Hall rents a car at the Miami airport and drives to a big motel out on the edge of the city in a fairly secluded area; but this time I don’t stay where he’s staying. I check in at one of the biggest hotels I can find, with a private beach and recreation area. The place is thronging with people, and I take a room on the middle floor with a window overlooking a busy street. It’s a small, well-furnished room, quiet but surrounded by activity. Perfect. After placing a phone call to Hall to irritate him and let him know where I’m staying, I settle down to wait.

Hall shows up that very night, as I thought he would. He can’t afford to waste time. When I open the door he seems ready to force his way in, and it kind of surprises him when I smile and stand back to let him enter.

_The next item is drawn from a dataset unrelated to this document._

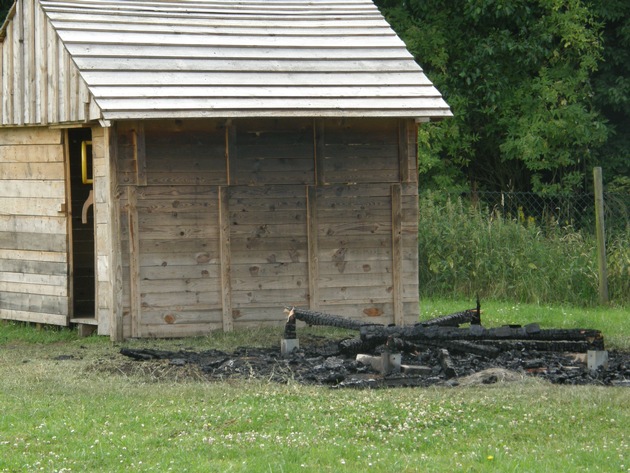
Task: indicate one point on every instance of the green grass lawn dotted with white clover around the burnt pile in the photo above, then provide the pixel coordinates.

“To what do I owe the honor?” I ask.

Hall looks around him, as if checking the room. The blinds are closed. He draws a gun from a pocket of his uncharacteristic drab brown suit.

“I take it you’re going to kill me,” I say.



“That’s right,” Hall says, and he grins, but his small eyes are angry. “You asked for it. It’s the only way I can get you off my back.”

“But aren’t you afraid you’ll be caught?”

“That argument won’t save you,” Hall says, his grin widening. “I traveled here under a different name, and I’ll return the same way tonight. Nobody’ll even know I was in Miami. Even if they suspect, I bought me a nice alibi in Detroit. Right now I’m back there playin’ poker in a hotel room.”

“You were at the races when Adelaide was murdered, weren’t you?”

“Sure,” Hall says. “I even had the torn tickets to prove it — mailed to me special delivery from Louisville.”

“Clever,” I say with admiration.

“Too clever for you, buddy boy. This time you outsmarted yourself, flyin’ here like a regular pigeon, so fast you couldn’t even have had time to tell anyone where you were going or why. By the time they find your body I’ll be back in Detroit. And the best part is, as far as the police are concerned, I don’t even have a motive to kill you.”

“There’s one thing,” I say. “Suppose I lured you here to kill you?”

Despite himself, Hall’s florid face suddenly goes pale. Then he regains some of his composure. “You won’t harm a hair on my head, pal. Remember the letter?”

I swallow and nod.

“Into the bedroom!” His voice is higher now as he gets up his nerve for the actual business of killing me.

“You’ll get the electric chair,” I say to him as he jabs the gun barrel into the small of my back and pushes me into the bedroom. “You’ll be counting those last seconds.”

“You got it backwards, buddy boy.” He picks up a pillow and folds it around the gun.

I don’t even hear the shots as I feel the bullets rip into my chest and I fall backward onto the bed. I’ll bet he wonders why I’m smiling when I die. I bet that will bother him.

He doesn’t know yet about the recorder in my pocket. Or about the letter I left with my lawyer.